1,84 metros vs 48 kg

Passou um mês. Um mês em que Diogo se alimentou com pouco mais do que água. Não se recorda de vários momentos deste processo. A mãe diz-lhe que vivia de uma forma completamente apática – ou chorava ou estava desligado do mundo que o rodeava.

“Não tinha completamente noção do que se estava a passar. Achava-me normal, simplesmente estava a viver um mau momento, só. Mas não tinha noção das dimensões que isto estava a tomar em termos físicos e emocionais”, salienta.

Corpo que não é meu 2
Diogo Rosa | © Record TV Europa

Dezoito anos. Um metro e oitenta e quatro centímetros. Quarenta e oito quilos. E a balança fez soar alarmes.

“Recordo-me de ver um 48… 48 quilos, sim! Eu dizia à minha mãe ‘tira-me o espelho do quarto’… Montras? Nem pensar! Evitava ao máximo… Nem a praia, que era uma coisa que eu adorava e fazia montes de dias durante o verão com os meus tios… Acabou… Deixei de ir à praia”, recorda Diogo.

Bastavam 500 gramas a menos para ficar internado no Hospital de Santa Maria. Diogo estava a um pequeno passo da anorexia extrema, mas decidiu lutar para ter uma vida saudável.

“De certo modo, este processo pós-anorexia até à atualidade ainda faz um pouco parte da superação porque eu vi o meu corpo anorético, certo? 

E agora, por causa da faculdade, recebi a possibilidade de modificar e de conciliar as coisas – a minha vida pessoal e os treinos – e eu não descartei. Disse porque não? Se podemos mudar, vamos mudar. Na mudança, há espaço para todos”, conta o jovem.

A anorexia é uma doença grave, que se pode prolongar durante vários anos 

Diogo é um dos poucos homens que assume ter sido vítima de uma anorexia nervosa.
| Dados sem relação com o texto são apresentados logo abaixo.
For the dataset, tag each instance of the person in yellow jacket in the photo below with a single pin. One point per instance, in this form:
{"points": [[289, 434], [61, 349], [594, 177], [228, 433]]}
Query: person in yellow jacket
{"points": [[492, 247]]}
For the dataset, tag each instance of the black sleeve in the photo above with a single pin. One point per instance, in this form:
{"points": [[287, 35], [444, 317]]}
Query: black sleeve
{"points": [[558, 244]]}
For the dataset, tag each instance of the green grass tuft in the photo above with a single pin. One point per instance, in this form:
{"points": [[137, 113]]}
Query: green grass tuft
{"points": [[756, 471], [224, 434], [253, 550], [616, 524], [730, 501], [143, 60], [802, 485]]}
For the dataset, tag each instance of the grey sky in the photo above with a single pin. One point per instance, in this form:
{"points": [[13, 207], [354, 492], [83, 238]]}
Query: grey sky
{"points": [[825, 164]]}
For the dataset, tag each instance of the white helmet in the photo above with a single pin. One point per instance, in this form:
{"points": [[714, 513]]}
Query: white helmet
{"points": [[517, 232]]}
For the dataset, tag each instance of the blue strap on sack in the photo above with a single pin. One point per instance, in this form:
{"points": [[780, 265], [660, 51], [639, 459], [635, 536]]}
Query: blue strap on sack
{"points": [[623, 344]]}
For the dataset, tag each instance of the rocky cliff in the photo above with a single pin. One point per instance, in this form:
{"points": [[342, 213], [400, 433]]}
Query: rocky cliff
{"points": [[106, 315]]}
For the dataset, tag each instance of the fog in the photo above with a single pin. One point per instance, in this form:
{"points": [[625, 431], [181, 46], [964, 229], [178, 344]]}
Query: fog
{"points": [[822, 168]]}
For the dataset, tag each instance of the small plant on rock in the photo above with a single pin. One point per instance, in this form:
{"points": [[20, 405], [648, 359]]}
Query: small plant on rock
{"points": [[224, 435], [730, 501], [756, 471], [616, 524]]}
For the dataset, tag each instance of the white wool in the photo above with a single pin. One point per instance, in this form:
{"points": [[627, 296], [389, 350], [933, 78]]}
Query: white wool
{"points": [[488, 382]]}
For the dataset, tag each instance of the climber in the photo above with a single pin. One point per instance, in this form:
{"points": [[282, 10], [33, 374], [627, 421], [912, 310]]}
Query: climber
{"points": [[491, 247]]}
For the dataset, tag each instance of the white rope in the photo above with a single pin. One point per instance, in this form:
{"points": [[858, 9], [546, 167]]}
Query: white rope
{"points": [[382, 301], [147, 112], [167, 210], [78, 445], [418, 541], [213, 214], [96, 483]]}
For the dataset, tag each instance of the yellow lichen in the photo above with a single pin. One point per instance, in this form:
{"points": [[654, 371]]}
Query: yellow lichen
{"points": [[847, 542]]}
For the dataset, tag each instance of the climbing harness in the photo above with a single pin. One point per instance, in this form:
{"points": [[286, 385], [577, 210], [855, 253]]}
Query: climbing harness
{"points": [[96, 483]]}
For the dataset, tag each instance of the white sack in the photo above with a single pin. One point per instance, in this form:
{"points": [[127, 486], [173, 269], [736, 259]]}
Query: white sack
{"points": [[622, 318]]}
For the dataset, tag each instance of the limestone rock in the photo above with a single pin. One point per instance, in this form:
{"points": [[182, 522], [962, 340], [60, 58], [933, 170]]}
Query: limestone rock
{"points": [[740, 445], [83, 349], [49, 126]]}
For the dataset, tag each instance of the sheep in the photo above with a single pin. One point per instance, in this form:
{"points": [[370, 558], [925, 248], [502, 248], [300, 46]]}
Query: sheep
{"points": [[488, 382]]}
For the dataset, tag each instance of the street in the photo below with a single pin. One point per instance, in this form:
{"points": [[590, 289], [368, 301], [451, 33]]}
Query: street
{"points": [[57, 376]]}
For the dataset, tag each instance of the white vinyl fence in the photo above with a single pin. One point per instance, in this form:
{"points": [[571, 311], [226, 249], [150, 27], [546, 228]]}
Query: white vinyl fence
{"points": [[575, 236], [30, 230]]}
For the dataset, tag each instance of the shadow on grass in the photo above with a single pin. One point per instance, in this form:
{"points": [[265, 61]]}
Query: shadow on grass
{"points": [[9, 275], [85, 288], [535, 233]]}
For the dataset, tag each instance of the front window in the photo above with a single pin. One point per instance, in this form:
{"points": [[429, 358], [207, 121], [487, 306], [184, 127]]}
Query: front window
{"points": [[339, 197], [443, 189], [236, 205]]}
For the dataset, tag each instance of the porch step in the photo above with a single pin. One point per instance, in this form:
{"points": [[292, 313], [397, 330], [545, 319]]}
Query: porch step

Vergonha e medo podem ser os grandes motivos para se esconderem de um universo muito associado a jovens mulheres.

“A figura masculina é a preponderante, é a forte em comparação com a figura feminina – o homem tem de ser de ferro. Acho que a sociedade masculina interiorizou muito esse paradigma, esse preconceito, porque os homens não são de ferro. Os homens também têm problemas e têm de solucioná-los”, opina.

Vanessa Mártires acredita que “as mulheres têm mais a idealização do corpo perfeito. Os homens estão mais associados a depressões, a problemas a nível familiar, do foro psicológico”.

Entre 2000 e 2014 estima-se que duplicaram os casos de anorexia nervosa. Também neste período, registaram-se 25 mortes devido à doença, na maioria dos casos, em doentes que deixaram o tratamento.

O processo da cura

Curar uma anorexia nervosa é um processo moroso, doloroso e, acima de tudo, de muito esforço do doente.

“Passa tudo por termos paciência connosco próprios. Irmos educando o nosso corpo, passo a passo, com aquilo que é compensador para nós. Algo muito importante é nós estarmos bem com o corpo que temos, independentemente da forma que ele tenha. Claro que hoje em dia nós sempre tivemos uma sociedade muito virada para as elites e quem é magro é que é bonito…”, afirma Ana.

Demorei anos a curar-me minimamente da minha anorexia – Diogo Rosa

Também Diogo considera que a doença passa pela libertação da mente: “Os meus médicos sempre estipularam ‘Diogo, tens de atingir este peso’, ‘Agora estás neste patamar, tens de atingir este’. É um processo lento, muito lento mesmo. Aquando da minha base emocional estável, eu percorro o meu caminho e se cair levanto-me.”

A psicóloga garante que “sair de uma doença tão grave, tão difícil, que implica uma batalha tão grande, dá-lhes uma sensação de força e uma perceção de que, de facto, são capazes de fazer muita coisa”.

A anorexia roubou-lhes corpo e a mente durante muito tempo. Manipulou-os e deixou-lhes marcas que podiam ter-lhes roubado a vida. A maioria das doenças psicológicas não se veem, mas a anorexia reflete-se no corpo, na imagem, no aspeto. Ana e Diogo combateram a doença e aprenderam a viver longe de um corpo que não era o deles.